T2 is as iconic a film as the original, and it is also far cleaner, less gritty, much like the T-1000 itself. Robert Patrick was cast as the new Terminator because his appearance would form a contrast with Arnold’s musculature – Cameron likened the two as a Porsche and a Panzer tank. The whole film is slicker than its predecessor – in some ways a better technical action film, but without the adult undercurrent the made The Terminator so intense and so groundbreaking in its own right.

While still trading on some slasher film elements – including the unstoppable killer, this time one who can appear to be your best friend and then stab you with his arm – the film is more solidly in the action-movie/sci-fi genre, building on some of the major timeline alterations introduced in the first film and establishing some of its own.

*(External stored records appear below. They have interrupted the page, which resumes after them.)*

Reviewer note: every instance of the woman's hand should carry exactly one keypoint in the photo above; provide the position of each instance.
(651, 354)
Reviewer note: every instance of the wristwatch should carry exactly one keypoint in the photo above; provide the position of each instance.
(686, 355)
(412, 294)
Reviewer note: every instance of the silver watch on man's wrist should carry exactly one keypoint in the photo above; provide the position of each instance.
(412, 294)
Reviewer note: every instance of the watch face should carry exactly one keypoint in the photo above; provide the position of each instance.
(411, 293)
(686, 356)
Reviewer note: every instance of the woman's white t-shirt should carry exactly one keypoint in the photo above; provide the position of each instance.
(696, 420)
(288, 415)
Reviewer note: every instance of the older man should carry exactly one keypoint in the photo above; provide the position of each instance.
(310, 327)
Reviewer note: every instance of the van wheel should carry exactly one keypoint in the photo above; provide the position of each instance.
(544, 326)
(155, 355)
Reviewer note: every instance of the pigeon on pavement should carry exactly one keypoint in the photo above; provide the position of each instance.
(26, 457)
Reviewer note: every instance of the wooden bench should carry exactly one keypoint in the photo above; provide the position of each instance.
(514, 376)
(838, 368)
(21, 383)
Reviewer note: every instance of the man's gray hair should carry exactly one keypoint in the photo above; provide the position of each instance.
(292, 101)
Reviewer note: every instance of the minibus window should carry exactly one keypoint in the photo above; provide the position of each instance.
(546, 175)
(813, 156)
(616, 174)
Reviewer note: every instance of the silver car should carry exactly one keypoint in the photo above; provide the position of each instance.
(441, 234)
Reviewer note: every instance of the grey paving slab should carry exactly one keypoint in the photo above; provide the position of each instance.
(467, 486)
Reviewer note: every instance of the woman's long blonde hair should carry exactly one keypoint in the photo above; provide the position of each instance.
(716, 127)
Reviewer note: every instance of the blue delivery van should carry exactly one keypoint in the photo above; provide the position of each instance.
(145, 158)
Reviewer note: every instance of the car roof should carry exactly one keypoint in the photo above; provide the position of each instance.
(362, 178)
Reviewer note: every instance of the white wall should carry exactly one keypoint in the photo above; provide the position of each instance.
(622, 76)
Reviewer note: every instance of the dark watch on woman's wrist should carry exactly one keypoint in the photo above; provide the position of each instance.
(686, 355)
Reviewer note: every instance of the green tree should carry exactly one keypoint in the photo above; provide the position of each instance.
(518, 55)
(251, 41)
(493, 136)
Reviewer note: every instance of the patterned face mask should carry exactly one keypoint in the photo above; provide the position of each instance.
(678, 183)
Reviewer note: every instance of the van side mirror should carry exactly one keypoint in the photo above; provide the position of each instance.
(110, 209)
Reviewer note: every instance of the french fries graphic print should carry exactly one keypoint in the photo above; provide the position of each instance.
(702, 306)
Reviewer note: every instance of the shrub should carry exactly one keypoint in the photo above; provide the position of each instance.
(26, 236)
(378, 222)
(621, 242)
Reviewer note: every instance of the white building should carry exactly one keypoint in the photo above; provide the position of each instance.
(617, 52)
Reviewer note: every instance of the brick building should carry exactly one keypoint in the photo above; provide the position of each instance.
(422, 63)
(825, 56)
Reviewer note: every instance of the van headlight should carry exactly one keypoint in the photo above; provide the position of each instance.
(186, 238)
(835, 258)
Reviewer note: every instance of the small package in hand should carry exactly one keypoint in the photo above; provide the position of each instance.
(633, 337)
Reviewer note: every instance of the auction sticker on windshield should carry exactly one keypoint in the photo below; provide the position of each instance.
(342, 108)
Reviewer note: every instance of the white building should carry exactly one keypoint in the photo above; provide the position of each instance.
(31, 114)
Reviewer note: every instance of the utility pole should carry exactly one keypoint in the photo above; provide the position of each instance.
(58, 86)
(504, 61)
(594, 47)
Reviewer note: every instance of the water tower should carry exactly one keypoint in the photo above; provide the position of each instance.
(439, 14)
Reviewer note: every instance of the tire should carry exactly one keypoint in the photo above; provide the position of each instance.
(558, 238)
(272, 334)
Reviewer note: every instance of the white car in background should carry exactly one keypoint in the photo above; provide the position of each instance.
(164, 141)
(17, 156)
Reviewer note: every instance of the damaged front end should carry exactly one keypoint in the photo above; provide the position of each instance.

In the final analysis, The Terminator and Terminator 2: Judgment Day form a cohesive, single universe with a fairly (though not exclusively) clear timeline, moving towards a future where John Connor will have the resources to protect the world from the eventual rise of Skynet (if it ever happens). Too close scrutiny at either film will show holes in the structure, as plenty of fans have pointed out. But the films are not really made to be scrutinized all that closely: they are made as intelligent action movies, not art films or even particularly heady sci-fi entries.

The two movies form a whole, as the final girl grows up and gets muscles, as the future savior of the world finds a father in the very creatures created to destroy him. The films close off their own narrative, the future is assured, and the Terminator – all three of him – are properly destroyed. As a film and its sequel, there are few to measure up to the completed whole of the two first Terminator entries.